A waterjet and waterjet machining is a tool and process, respectively, using extremely high pressure water (typically between 20,000 and 50,000 psi) forced through a small orifice or “jewel” (typically 0.007″ to 0.015″ diameter) to produce a high velocity concentrated beam of water to cut relatively soft materials. And an abrasive waterjet (hereinafter “abrasivejet”) and abrasivejet machining is a related tool and process, respectively, which uses the same high velocity beam of water to accelerate abrasive particles, such as garnet, to speeds fast enough to cut through much harder materials. Abrasive particles are introduced into the abrasivejet downstream of the jewel when water exiting the jewel creates a vacuum which sucks abrasive particles from the abrasive supply line. The abrasive particles mix with the water in a mixing tube of the abrasivejet before exiting the abrasivejet as a high velocity beam of abrasives.
Various types of pneumatic feed/delivery systems have been used to supply material through a feed line, and in particular feed abrasive particulate material to an abrasivejet. They typically involve a hopper and pneumatic source, such as an air compressor, at an upstream end of the feed system. And the hopper and pneumatic source are connected by a material feed line, such as a hose or pipe, to a second hopper at the abrasivejet. A known problem, however, often seen with this type of feed arrangement is the occurrence of clumping, bridging, and agglomeration of the abrasive particles in the delivery line caused by moisture and condensation from relative humidity. Excessive moisture has been known to develop especially in abrasive materials kept in storage for long periods of time. As a consequence, the bridging and clumping of the material in the delivery line can clog the delivery line until sufficient pressure builds in the line to clear the clog, thereby producing excessive/erratic air pressure and feed rates of the abrasive material to the mixing tube of the abrasivejet. This can disrupt the cutting action in waterjet machining and hamper productivity, as well as reduce edge quality of the machined part.

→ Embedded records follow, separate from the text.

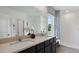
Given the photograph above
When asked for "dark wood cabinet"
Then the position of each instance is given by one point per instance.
(29, 50)
(40, 46)
(48, 46)
(48, 49)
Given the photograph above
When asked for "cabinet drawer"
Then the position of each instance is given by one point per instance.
(29, 50)
(48, 49)
(41, 51)
(40, 46)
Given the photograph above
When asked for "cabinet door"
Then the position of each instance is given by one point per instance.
(41, 51)
(40, 46)
(48, 49)
(30, 50)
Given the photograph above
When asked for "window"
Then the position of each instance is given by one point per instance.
(50, 25)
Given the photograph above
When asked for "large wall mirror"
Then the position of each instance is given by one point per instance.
(19, 21)
(5, 27)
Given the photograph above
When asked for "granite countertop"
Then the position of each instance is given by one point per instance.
(14, 47)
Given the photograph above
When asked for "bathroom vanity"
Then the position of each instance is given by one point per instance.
(40, 44)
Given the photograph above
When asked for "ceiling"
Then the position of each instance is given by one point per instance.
(30, 10)
(62, 8)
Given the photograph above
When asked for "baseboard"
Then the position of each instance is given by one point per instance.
(67, 44)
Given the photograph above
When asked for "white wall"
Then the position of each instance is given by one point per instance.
(14, 15)
(69, 26)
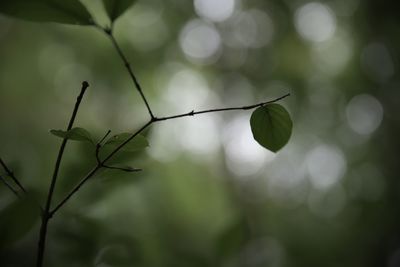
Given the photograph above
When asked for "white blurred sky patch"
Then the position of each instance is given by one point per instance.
(315, 22)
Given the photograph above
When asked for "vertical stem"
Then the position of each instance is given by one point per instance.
(46, 215)
(130, 71)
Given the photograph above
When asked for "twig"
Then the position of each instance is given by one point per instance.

While various measures have been proposed to dry the abrasive prior to feeding it through the feed line (e.g. by baking-out the moisture using conveyor belts/inline drying system) complex and bulky subsystems are typically required which can significantly increase the cost of abrasivejet machining. Thus a need still exists for a simple efficient, and cost-effective apparatus for preventing clogs in an abrasive feed line by breaking up the clumps of bridged or agglomerated abrasive particles and venting excess air caused thereby, to promote evenflow distribution of material through the feed line. Moreover, it would be beneficial to provide an apparatus which is easily adaptable for use with any commercial delivery line of with little or no modifications.